Constitution strongly aligned with the president
The French constitutional system is heavily focused on the executive branch, and in particular on the president of the republic, write Laurent Pech, professor of European law at Middlesex University in London, and Sébastien Platon, professor of public law at the University of Bordeaux, in a study commissioned by the European Green Party. The current French constitution also allows executive interference in the legislative sphere in some cases, the two researchers further point out.
However, the ongoing protests since January show that the French are less and less willing to accept this vertical power. This is all the more true because the exercise of this power is taking place in a context in which the functioning of the health, education and justice systems has deteriorated.

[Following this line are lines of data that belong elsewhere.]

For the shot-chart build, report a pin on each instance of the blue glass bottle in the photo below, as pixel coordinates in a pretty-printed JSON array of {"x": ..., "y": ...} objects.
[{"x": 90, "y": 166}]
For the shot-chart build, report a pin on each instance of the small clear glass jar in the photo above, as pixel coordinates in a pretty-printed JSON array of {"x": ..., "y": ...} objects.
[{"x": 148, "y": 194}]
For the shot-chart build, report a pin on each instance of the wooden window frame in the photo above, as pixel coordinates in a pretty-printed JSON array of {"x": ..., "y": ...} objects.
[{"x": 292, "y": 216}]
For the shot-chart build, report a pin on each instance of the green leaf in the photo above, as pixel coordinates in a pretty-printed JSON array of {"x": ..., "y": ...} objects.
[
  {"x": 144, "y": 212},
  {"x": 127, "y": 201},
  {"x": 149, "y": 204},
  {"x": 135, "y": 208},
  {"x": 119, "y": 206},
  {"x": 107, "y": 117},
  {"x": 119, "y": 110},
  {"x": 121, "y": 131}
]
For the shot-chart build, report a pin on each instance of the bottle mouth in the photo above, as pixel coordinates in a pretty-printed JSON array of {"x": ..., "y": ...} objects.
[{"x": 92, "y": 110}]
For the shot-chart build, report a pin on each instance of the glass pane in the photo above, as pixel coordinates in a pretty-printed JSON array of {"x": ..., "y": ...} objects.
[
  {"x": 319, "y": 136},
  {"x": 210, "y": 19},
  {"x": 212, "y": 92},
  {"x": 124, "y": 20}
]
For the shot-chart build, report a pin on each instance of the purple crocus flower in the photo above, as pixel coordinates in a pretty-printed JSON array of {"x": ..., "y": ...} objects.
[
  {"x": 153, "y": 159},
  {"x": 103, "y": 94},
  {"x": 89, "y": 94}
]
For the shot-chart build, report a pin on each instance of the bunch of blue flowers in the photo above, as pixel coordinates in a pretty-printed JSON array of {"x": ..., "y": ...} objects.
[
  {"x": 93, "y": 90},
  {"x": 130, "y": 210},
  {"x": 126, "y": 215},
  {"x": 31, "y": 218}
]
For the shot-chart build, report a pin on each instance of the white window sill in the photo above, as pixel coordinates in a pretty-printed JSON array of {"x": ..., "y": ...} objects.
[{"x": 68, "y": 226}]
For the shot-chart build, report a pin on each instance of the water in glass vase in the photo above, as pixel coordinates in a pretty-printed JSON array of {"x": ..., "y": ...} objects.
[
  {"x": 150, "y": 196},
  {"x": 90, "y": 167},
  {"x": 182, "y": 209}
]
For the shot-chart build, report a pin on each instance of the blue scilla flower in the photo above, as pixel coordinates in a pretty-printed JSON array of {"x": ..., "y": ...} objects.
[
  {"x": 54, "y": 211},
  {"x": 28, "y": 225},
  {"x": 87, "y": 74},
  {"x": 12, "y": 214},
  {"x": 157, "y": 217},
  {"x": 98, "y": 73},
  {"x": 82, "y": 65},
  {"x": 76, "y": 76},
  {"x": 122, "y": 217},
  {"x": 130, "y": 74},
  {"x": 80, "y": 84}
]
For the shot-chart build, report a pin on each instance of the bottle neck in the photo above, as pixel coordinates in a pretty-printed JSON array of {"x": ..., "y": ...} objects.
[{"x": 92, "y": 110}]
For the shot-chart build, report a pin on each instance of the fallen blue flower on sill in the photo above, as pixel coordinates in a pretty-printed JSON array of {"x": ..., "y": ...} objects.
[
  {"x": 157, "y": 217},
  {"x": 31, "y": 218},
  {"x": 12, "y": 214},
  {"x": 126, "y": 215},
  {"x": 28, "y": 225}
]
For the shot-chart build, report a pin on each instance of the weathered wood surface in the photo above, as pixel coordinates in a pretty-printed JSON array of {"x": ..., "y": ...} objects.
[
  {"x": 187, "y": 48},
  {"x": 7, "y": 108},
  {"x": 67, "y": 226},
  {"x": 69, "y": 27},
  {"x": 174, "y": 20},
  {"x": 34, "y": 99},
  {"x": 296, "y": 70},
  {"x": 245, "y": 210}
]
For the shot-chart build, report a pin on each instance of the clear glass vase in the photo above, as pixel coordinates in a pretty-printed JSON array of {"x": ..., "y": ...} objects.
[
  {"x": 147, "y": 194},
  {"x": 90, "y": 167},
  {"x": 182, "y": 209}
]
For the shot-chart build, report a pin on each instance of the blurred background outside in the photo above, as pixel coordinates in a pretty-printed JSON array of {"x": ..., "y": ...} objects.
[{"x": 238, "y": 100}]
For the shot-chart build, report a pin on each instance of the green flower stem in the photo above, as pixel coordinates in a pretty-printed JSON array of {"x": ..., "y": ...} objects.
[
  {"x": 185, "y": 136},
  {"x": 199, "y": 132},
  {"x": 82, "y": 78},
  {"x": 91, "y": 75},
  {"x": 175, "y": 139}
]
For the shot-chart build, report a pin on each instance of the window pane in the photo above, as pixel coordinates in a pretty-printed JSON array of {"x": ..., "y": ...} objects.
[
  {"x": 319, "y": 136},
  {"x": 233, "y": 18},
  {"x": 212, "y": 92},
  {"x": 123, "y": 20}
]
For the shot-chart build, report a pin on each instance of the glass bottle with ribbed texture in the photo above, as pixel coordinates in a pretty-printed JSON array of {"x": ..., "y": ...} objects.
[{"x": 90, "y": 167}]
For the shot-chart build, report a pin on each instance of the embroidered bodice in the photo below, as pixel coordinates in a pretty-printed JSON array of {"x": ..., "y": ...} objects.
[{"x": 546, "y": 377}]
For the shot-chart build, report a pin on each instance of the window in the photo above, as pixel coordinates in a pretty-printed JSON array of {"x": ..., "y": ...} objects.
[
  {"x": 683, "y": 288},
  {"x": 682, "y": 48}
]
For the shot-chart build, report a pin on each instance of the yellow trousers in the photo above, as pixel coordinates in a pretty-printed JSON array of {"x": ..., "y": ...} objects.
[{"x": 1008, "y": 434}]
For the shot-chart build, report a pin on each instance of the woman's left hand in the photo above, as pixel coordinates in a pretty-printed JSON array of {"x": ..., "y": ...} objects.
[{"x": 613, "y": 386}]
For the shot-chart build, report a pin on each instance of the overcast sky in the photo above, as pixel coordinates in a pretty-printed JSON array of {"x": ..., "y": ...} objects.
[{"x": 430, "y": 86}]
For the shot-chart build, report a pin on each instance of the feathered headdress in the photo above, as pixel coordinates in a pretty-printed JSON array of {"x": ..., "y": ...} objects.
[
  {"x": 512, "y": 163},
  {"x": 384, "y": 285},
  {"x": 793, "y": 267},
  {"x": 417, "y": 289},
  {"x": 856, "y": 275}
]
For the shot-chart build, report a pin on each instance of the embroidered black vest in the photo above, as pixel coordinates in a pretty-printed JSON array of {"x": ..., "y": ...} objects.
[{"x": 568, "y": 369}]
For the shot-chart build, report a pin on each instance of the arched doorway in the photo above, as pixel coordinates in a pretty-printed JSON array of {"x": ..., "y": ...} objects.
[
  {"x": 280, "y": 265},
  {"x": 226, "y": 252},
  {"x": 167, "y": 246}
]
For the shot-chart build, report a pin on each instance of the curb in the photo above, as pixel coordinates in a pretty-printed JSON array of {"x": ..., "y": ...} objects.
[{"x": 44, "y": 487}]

And galloping inflation is only adding fuel to the fire of already fierce political protests.
Civil liberties weakened
What about the structural counterforces? It is well known that the countervailing forces offered by a federal administrative and political structure in a country like Germany do not exist in France. This lends particular weight to the action of civil society as a counterforce.
“Is this country really exemplary in terms of the rule of law? It must be noted that civil liberties have been weakened over the last decade,” writes Thomas Perroud, professor of public law at Panthéon-Assas University, in the study mentioned above. Indeed, to respond to the terrorist attacks and later to the health crisis, successive governments introduced prolonged states of emergency that were then normalized in the current legal framework, he explains.

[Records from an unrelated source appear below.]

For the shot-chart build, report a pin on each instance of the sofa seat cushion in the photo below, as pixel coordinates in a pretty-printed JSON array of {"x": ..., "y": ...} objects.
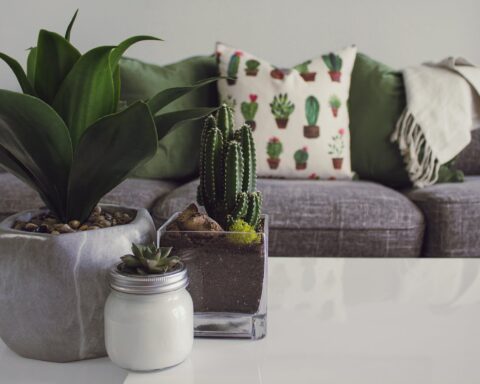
[
  {"x": 452, "y": 214},
  {"x": 327, "y": 218},
  {"x": 138, "y": 193}
]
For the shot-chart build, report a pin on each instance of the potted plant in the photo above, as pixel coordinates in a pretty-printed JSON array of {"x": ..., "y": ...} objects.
[
  {"x": 225, "y": 250},
  {"x": 232, "y": 69},
  {"x": 335, "y": 104},
  {"x": 66, "y": 138},
  {"x": 149, "y": 313},
  {"x": 334, "y": 64},
  {"x": 305, "y": 72},
  {"x": 251, "y": 67},
  {"x": 281, "y": 109},
  {"x": 277, "y": 73},
  {"x": 274, "y": 150},
  {"x": 301, "y": 157},
  {"x": 336, "y": 148},
  {"x": 249, "y": 110},
  {"x": 312, "y": 110}
]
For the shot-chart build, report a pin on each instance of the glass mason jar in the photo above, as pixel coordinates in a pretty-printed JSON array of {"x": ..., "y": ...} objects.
[{"x": 148, "y": 320}]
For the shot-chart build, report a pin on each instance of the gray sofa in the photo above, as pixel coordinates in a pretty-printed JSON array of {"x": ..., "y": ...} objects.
[{"x": 327, "y": 218}]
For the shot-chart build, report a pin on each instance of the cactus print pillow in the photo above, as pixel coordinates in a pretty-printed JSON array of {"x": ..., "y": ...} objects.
[{"x": 299, "y": 116}]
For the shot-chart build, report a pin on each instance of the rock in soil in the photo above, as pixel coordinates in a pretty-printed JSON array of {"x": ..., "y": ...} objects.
[{"x": 46, "y": 223}]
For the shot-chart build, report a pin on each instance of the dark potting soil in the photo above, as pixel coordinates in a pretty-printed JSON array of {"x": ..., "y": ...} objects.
[{"x": 224, "y": 276}]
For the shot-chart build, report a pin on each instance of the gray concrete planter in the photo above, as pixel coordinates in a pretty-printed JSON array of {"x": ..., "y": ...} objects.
[{"x": 53, "y": 287}]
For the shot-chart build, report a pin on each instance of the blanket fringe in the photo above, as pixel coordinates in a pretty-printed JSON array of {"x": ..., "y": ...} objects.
[{"x": 421, "y": 164}]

The French constitutional framework thus allows for a solitary exercise of power, which France’s traditional partners felt during his trip to China. Macron’s statements on China and Taiwan caused all the more confusion because they seemed to ignore all the talks and meetings held with them in advance.
Marine Le Pen benefits from the crisis
A year after his re-election, Macron seems quite isolated, with a badly damaged image, even abroad. And the French head of state will begin the second year of his second term next Monday, burdened by an unpopularity that could make him dangerous. A year after his re-election, he must try to regain control of this strange five-year term that seems to be slipping away from him.
Because there are real questions and concerns about the future of France. The far right has arrived at the center of power in Italy, Sweden and Finland, and is knocking on the door in Belgium and Spain. The fact is that there is more at stake in France than the reform of the pension system. The country is in a social, political and democratic crisis. The fact that Marine Le Pen’s Rassemblement National party is the big winner of Macron’s crisis is hardly disputed in France at the moment.